In 1968, George Glore, an employee of the St. Joseph State Hospital, helped construct a series of full-size replicas of primitive 16th, 17th, and 18th century treatment devices for a Mental Health Awareness Week open house. Those exhibits impressed the hospital officials and sparked the idea to create the Glore Psychiatric Museum. Today, George’s treatment device replicas remain an integral part of the museum’s exhibits. Read more here about the Glore Psychiatric Museum’s history.
George Glore spent most of his 41-year career with the Missouri Department of Mental Health nurturing its collections into arguably the largest and best single exhibition explaining the evolution of mental health care in the United States. His ultimate goal was to reduce the stigma associated with psychiatric treatment for patients, their families, and their communities.
George Glore retired in 1996 and Scott Clark became the curator for the museum. On August 5, 2010, family and friends gathered in the Glore Psychiatric Museum Conference Room after his memorial service to celebrate his life. During the gathering, many commented that he is owed a debt of gratitude for increasing the understanding of mental illness through the unique museum he created. The museum was his life’s work, and it brings thousands of students and other visitors to St. Joseph each year.
In 1997, a new mental hospital, the Northwest Missouri Psychiatric Rehabilitation Center was built across the street from the original hospital campus. The Glore Psychiatric Museum, which had approximately 3,300 items, was moved into a building that had been constructed in 1968 as the medical, surgical, and admitting building for the mental hospital.
Over the next eight years, the collection and exhibits expanded quickly.

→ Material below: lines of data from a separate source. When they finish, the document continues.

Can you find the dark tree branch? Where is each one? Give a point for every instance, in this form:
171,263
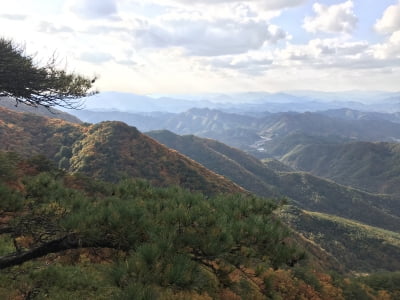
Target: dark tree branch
22,79
71,241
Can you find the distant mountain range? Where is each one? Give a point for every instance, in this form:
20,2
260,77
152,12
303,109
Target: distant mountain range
299,101
327,208
257,133
352,147
109,151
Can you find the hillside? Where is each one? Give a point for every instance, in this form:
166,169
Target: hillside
258,132
88,239
307,191
239,167
113,151
373,167
359,247
109,151
41,111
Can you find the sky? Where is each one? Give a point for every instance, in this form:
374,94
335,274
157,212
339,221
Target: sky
214,46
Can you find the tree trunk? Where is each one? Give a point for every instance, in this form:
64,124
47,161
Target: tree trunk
65,243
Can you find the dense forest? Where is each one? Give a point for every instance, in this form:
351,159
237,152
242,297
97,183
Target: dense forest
66,236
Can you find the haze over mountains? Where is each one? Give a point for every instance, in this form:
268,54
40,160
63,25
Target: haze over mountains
351,155
246,102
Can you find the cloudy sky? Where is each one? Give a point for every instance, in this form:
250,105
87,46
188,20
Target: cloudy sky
189,46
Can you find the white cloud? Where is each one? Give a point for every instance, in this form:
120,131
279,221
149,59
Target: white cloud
93,9
265,4
338,18
390,49
96,57
390,20
204,37
14,17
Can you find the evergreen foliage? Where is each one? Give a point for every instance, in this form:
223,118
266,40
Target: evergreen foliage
21,78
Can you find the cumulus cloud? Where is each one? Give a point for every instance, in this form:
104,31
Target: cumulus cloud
338,18
14,17
208,37
390,20
96,57
269,5
390,49
251,64
48,27
93,9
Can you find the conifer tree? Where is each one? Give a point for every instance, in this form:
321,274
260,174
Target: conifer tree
24,80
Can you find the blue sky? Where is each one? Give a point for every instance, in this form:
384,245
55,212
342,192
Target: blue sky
191,46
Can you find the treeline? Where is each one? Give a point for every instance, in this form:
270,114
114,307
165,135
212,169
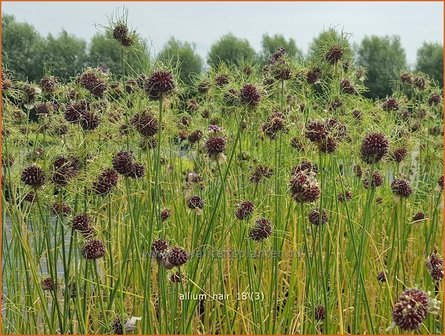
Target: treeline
28,55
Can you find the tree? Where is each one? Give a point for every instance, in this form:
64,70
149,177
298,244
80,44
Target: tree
231,50
63,56
270,44
184,56
106,51
430,61
384,58
20,42
326,39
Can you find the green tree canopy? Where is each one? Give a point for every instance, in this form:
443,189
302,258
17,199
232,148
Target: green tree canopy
184,56
384,58
231,50
327,38
270,44
106,51
430,61
63,56
20,43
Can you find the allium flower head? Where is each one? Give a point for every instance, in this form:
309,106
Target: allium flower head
249,95
411,309
304,187
244,210
261,230
314,217
33,176
374,147
177,256
401,188
93,249
434,263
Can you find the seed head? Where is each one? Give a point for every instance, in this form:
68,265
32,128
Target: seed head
249,95
195,202
401,188
244,210
159,84
411,309
376,180
177,256
33,176
434,263
93,249
314,217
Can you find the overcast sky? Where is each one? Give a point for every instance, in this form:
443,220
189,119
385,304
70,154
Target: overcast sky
204,23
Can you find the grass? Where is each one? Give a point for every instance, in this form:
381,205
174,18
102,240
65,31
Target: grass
273,286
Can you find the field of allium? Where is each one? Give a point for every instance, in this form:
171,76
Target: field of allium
275,200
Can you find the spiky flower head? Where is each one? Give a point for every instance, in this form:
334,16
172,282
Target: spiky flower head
401,188
215,146
195,203
244,210
261,230
33,176
93,249
82,223
411,309
374,147
145,123
399,154
159,248
106,181
159,84
434,263
177,256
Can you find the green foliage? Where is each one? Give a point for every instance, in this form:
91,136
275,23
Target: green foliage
326,39
384,58
231,50
20,41
63,56
430,61
104,50
183,55
270,44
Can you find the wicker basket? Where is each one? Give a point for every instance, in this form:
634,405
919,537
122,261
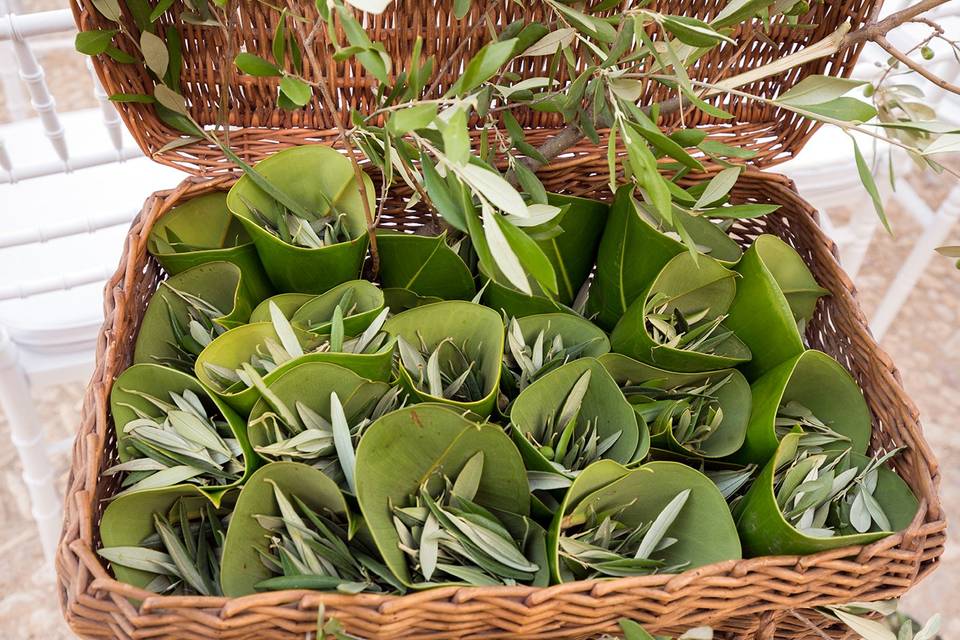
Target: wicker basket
773,133
761,597
745,598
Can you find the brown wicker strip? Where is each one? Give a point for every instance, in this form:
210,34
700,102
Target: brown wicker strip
251,101
752,598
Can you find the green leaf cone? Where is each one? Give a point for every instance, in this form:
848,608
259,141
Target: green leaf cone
689,285
734,399
423,265
818,382
312,175
476,329
242,567
209,233
632,252
644,492
775,293
603,405
158,382
764,531
220,284
409,447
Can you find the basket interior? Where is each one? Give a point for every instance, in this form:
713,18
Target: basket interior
262,128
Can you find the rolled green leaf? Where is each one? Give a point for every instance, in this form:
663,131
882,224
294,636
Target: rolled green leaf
239,345
409,449
634,249
540,343
516,304
471,331
677,323
399,300
656,392
637,497
202,230
128,526
135,395
423,265
288,303
190,309
775,298
316,177
814,381
304,392
242,567
765,531
570,241
360,301
573,416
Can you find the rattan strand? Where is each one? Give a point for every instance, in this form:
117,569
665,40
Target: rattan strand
264,128
743,599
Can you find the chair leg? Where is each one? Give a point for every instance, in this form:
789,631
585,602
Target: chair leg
26,433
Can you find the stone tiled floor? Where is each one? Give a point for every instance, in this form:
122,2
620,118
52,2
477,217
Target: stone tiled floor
924,341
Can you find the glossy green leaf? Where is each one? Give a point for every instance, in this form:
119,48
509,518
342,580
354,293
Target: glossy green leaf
764,531
238,345
409,447
817,382
734,399
129,519
158,382
476,329
206,232
365,299
424,265
242,568
775,293
217,283
633,251
287,303
603,406
313,176
689,285
642,493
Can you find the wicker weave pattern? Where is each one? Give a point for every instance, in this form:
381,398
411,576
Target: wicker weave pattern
746,599
250,101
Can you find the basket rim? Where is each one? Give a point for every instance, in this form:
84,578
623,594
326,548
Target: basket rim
76,557
780,137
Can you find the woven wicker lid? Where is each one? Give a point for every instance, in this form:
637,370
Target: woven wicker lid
260,127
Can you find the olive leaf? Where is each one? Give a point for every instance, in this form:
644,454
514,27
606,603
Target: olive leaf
798,385
424,265
287,303
677,322
695,414
188,311
202,230
307,255
574,416
295,422
413,448
808,499
450,352
636,246
449,537
537,344
258,348
776,295
171,431
169,541
274,509
616,521
359,300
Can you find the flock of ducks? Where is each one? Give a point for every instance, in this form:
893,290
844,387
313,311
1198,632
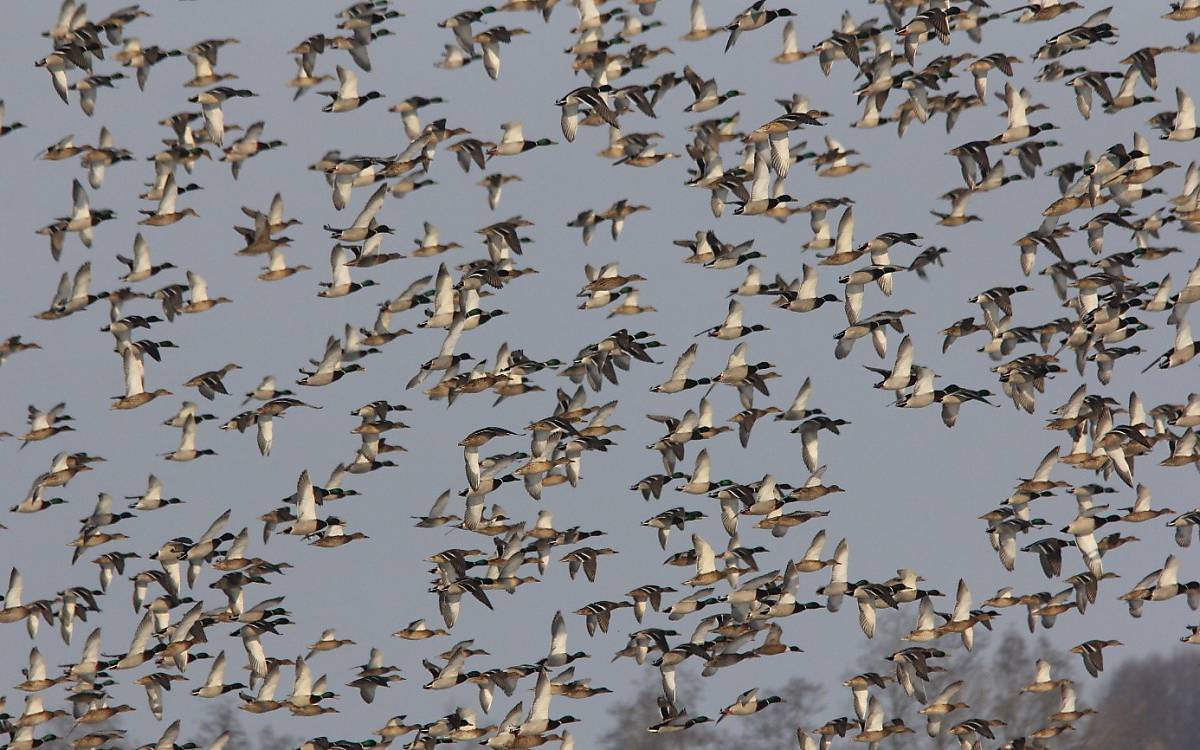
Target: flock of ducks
929,58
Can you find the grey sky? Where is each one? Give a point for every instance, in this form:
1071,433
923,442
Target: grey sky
913,489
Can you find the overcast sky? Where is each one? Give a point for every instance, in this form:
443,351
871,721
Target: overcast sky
913,489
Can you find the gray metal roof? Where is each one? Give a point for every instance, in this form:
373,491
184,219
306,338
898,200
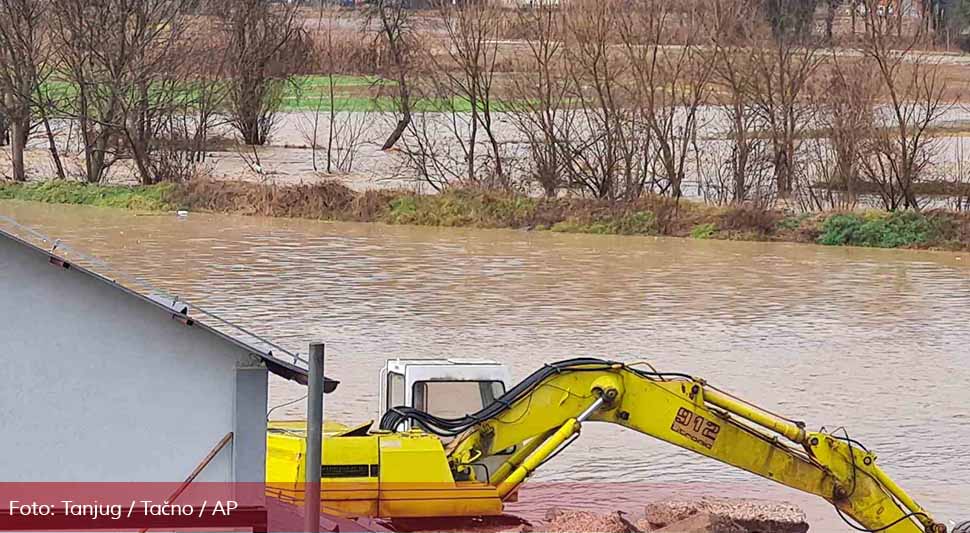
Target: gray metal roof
274,356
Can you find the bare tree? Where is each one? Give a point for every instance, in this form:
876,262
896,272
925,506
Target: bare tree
344,130
785,63
542,111
914,89
603,153
848,110
670,83
396,35
740,175
263,48
24,64
472,30
118,57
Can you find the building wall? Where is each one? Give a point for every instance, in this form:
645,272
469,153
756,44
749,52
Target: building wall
98,385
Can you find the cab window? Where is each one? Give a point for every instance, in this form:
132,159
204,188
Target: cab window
395,390
452,399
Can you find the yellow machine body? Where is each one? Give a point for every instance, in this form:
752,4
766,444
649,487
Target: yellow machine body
387,474
393,475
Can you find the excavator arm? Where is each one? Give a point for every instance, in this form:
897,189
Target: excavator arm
545,412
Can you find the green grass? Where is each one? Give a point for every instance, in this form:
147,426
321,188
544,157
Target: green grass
879,230
310,93
141,198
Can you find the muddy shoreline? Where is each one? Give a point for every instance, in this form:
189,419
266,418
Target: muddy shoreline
650,215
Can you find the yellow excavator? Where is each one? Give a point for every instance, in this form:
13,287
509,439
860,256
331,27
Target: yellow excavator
456,440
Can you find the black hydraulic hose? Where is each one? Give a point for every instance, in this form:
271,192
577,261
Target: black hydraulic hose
449,427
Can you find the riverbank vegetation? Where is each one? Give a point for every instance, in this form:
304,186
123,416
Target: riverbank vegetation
648,215
599,116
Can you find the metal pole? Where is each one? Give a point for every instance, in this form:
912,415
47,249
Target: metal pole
314,460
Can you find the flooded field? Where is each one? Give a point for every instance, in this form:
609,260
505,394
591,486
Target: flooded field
872,340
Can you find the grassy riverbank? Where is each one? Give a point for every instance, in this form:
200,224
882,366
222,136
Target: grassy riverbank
482,209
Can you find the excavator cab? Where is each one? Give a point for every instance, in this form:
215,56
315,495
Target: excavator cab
446,388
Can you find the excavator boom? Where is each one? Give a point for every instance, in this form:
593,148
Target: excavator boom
545,412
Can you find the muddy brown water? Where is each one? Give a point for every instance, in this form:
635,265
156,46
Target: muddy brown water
872,340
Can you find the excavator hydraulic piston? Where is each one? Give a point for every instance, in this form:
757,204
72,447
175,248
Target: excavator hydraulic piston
546,449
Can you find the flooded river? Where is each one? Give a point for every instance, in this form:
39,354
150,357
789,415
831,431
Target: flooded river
872,340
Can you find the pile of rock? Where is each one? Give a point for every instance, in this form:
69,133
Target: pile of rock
705,515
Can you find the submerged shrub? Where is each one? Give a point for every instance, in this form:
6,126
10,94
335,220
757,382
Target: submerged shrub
703,231
897,229
630,223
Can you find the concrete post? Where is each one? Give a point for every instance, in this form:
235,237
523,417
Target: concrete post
314,459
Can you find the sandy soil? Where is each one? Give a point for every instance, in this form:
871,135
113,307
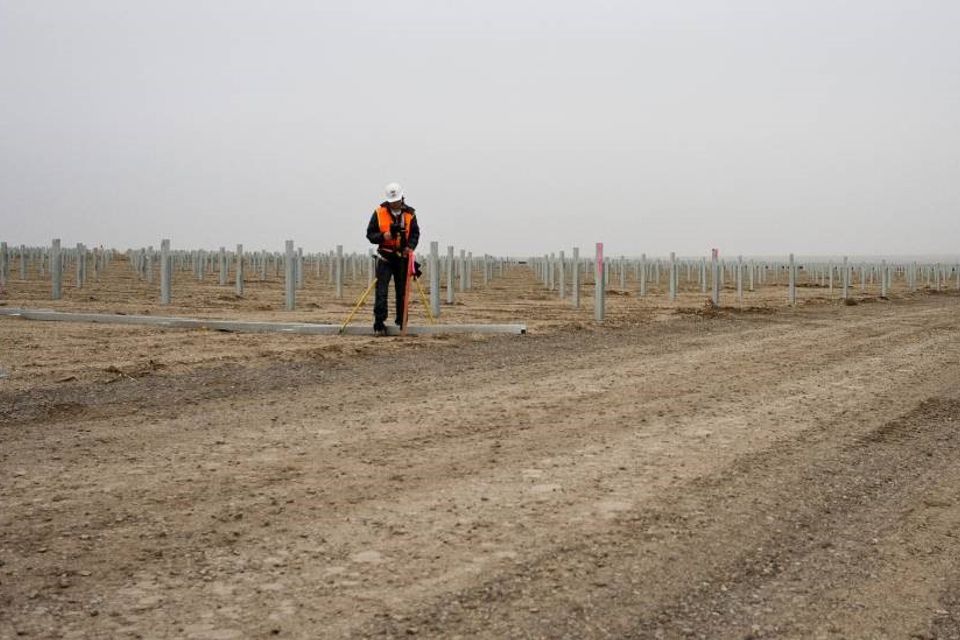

The National Park Service donated a little over 1600 items; the Menninger Foundation Archives in Topeka, Kansas, donated nearly 200 items shortly before they moved to Texas; the daughter of a former superintendent donated her father’s papers and other items; a St. Louis doctor donated his personal collection; and the donations have continued. Items related to mental health care have been donated from all over the United States.
The Glore Psychiatric Museum was absorbed into the St. Joseph Museums in 2004. By that year, there were over 10,000 items either on display or in storage.
Additional notes: George Glore joined the Missouri Department of Mental health in the early 1960s at Farmington State Hospital. He was originally a ‘ward staff’—what we today call a Psychiatric Aide. He transferred to Fulton State Hospital in 1965, first as an aide and later as part of the occupational therapy staff. He transferred to St. Joseph State Hospital in 1967 as an Occupational Therapist.